What are some of its causes?
– Benign Paroxysmal Positional Vertigo (BPPV): Fifty percent of middle-aged adults experience it. In younger patients, it usually happens after infections or a head injury. BPPV is often characterised by a brief but intense spinning when the position of your head changes.
– Infections: These are common in your inner or middle ear.
– Meniere’s disease: In addition to spinning, you might experience hearing loss or a ringing in your ear.
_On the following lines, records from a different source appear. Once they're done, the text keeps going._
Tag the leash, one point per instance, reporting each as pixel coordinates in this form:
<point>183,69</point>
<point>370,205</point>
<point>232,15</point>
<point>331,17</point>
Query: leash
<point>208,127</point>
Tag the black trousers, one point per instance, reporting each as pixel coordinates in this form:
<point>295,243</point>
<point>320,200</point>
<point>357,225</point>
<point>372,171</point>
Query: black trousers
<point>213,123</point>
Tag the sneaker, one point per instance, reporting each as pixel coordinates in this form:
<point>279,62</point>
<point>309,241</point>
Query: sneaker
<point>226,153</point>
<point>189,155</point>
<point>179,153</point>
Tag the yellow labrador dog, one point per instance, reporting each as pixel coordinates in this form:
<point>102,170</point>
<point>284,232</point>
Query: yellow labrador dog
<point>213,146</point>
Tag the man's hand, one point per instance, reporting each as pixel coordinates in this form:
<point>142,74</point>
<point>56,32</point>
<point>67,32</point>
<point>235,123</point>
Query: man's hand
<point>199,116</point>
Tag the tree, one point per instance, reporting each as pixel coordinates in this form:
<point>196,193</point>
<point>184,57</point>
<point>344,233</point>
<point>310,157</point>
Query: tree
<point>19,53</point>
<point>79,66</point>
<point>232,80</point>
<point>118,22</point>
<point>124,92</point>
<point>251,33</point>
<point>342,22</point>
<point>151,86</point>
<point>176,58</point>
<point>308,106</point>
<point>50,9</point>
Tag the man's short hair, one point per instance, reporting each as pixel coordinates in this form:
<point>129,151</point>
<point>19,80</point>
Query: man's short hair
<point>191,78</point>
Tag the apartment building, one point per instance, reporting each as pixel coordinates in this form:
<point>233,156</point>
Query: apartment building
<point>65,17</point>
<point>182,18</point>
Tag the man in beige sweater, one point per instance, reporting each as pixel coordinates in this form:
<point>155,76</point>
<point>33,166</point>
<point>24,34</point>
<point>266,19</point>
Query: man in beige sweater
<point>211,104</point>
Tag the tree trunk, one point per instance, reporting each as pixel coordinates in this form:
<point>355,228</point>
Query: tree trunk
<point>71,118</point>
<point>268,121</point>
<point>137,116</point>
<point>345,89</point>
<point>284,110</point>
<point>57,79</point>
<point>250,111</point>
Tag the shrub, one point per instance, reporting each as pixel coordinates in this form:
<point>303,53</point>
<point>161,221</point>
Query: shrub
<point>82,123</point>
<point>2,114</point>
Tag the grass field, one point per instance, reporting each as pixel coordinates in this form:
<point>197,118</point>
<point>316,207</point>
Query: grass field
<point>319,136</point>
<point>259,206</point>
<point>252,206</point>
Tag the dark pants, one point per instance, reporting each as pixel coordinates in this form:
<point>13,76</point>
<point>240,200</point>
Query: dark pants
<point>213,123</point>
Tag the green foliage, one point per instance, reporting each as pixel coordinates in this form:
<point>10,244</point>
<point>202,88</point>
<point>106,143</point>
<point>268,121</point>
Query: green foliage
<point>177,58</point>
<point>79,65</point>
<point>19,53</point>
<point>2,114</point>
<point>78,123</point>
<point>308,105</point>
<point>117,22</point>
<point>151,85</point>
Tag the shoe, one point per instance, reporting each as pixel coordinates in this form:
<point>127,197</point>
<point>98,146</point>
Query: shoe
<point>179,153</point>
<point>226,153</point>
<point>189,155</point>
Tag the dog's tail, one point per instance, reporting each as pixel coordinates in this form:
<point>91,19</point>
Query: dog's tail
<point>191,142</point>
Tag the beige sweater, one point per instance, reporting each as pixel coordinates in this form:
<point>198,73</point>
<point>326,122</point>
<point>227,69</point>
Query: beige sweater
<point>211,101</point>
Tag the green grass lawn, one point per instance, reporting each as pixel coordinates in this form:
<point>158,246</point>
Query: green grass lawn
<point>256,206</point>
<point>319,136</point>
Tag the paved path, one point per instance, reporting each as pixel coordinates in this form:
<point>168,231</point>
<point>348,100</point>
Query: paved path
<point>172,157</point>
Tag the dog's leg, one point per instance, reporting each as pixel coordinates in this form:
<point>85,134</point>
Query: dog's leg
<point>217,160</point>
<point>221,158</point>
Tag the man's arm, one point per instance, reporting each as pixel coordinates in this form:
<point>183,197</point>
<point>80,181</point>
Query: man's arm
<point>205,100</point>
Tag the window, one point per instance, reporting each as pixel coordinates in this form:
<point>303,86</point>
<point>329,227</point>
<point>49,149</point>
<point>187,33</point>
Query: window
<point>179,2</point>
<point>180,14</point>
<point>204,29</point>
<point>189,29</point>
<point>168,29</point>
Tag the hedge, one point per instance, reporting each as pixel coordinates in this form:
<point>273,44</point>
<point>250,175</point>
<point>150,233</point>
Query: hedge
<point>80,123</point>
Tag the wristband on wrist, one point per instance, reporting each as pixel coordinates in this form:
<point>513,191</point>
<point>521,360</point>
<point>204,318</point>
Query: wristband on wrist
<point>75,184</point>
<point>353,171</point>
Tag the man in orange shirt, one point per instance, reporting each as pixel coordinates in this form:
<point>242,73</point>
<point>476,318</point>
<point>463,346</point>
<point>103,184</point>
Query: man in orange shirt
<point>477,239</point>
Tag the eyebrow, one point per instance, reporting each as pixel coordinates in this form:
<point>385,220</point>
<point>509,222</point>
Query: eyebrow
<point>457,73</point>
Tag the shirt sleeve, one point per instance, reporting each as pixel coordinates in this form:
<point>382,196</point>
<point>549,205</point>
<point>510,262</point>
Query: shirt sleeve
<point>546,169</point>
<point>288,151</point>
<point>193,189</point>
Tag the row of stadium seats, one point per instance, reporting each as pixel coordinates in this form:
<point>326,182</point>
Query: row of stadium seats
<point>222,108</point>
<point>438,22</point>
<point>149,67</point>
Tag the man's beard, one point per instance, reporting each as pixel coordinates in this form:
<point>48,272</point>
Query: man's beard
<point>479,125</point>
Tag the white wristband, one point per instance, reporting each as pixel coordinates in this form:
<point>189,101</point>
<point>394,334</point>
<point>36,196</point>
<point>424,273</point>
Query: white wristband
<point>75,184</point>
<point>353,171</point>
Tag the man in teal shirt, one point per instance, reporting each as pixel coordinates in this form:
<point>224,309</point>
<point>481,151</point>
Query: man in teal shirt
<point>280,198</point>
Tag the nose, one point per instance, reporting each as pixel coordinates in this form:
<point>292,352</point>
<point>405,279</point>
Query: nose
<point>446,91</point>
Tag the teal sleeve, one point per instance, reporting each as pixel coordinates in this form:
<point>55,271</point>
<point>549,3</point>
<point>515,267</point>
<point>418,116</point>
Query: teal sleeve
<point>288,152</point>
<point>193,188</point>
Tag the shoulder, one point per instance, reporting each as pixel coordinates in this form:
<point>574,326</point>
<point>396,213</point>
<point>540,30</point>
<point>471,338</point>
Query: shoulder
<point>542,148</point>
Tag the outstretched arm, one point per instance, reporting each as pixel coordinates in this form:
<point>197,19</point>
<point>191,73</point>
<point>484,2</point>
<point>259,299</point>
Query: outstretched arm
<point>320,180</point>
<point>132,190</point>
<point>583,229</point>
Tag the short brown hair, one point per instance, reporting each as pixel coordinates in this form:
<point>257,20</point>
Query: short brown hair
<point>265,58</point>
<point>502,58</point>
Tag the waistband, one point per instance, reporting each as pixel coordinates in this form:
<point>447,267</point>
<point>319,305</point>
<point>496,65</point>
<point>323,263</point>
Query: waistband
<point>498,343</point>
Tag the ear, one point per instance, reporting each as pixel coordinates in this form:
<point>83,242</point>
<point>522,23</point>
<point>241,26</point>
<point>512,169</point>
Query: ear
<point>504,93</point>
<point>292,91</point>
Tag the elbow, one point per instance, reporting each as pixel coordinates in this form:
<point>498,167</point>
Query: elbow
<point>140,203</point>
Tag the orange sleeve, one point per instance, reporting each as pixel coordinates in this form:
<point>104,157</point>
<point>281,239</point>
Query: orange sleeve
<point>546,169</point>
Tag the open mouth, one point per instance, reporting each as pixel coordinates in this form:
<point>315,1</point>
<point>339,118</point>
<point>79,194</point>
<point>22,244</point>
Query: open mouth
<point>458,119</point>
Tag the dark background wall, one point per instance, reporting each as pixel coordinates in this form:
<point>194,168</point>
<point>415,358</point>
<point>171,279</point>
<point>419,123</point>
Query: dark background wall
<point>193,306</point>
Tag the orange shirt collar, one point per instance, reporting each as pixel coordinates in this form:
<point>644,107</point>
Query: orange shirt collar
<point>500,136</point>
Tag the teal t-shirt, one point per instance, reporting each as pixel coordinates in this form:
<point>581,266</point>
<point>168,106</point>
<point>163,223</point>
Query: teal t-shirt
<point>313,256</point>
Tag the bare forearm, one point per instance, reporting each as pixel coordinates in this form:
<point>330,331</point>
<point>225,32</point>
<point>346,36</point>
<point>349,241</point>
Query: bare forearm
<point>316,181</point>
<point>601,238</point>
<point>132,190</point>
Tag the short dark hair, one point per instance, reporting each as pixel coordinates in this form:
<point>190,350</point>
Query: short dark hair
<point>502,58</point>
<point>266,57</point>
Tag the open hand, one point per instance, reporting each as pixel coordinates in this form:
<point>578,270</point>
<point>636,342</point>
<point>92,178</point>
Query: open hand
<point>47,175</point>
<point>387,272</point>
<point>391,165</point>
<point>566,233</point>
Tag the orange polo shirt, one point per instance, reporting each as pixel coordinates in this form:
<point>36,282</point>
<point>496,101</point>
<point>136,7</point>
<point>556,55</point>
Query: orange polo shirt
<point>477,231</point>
– Leaking of inner ear fluid: This may happen if you’re diving, or suffering from a head injury or physical exertion.
– Mal de Debarquement syndrome: This is a feeling of continuous bobbing after sea travel.
How is vertigo diagnosed and treated?
An ENT doctor will need to test for positional vertigo in all three semi-circular ear canals and measure neck-to-spine and neck-to-brain blood circulation and blood pressure changes when you’re lying and standing.
Other tests include videonystagmography (VNG) testing, which document a person’s ability to follow visual objects with their eyes; Head Impulse Test (HIT), which detects abnormalities in the semi-circular ear canals; or the Vestibular Evoked Myogenic Potential (VEMP), which is designed to determine the functions of the inner ear’s sensory organs.
Treatment is usually in the form of oral anti-vertigo and anti-nausea medications, or through rehabilitation therapy and surgery for debilitating cases.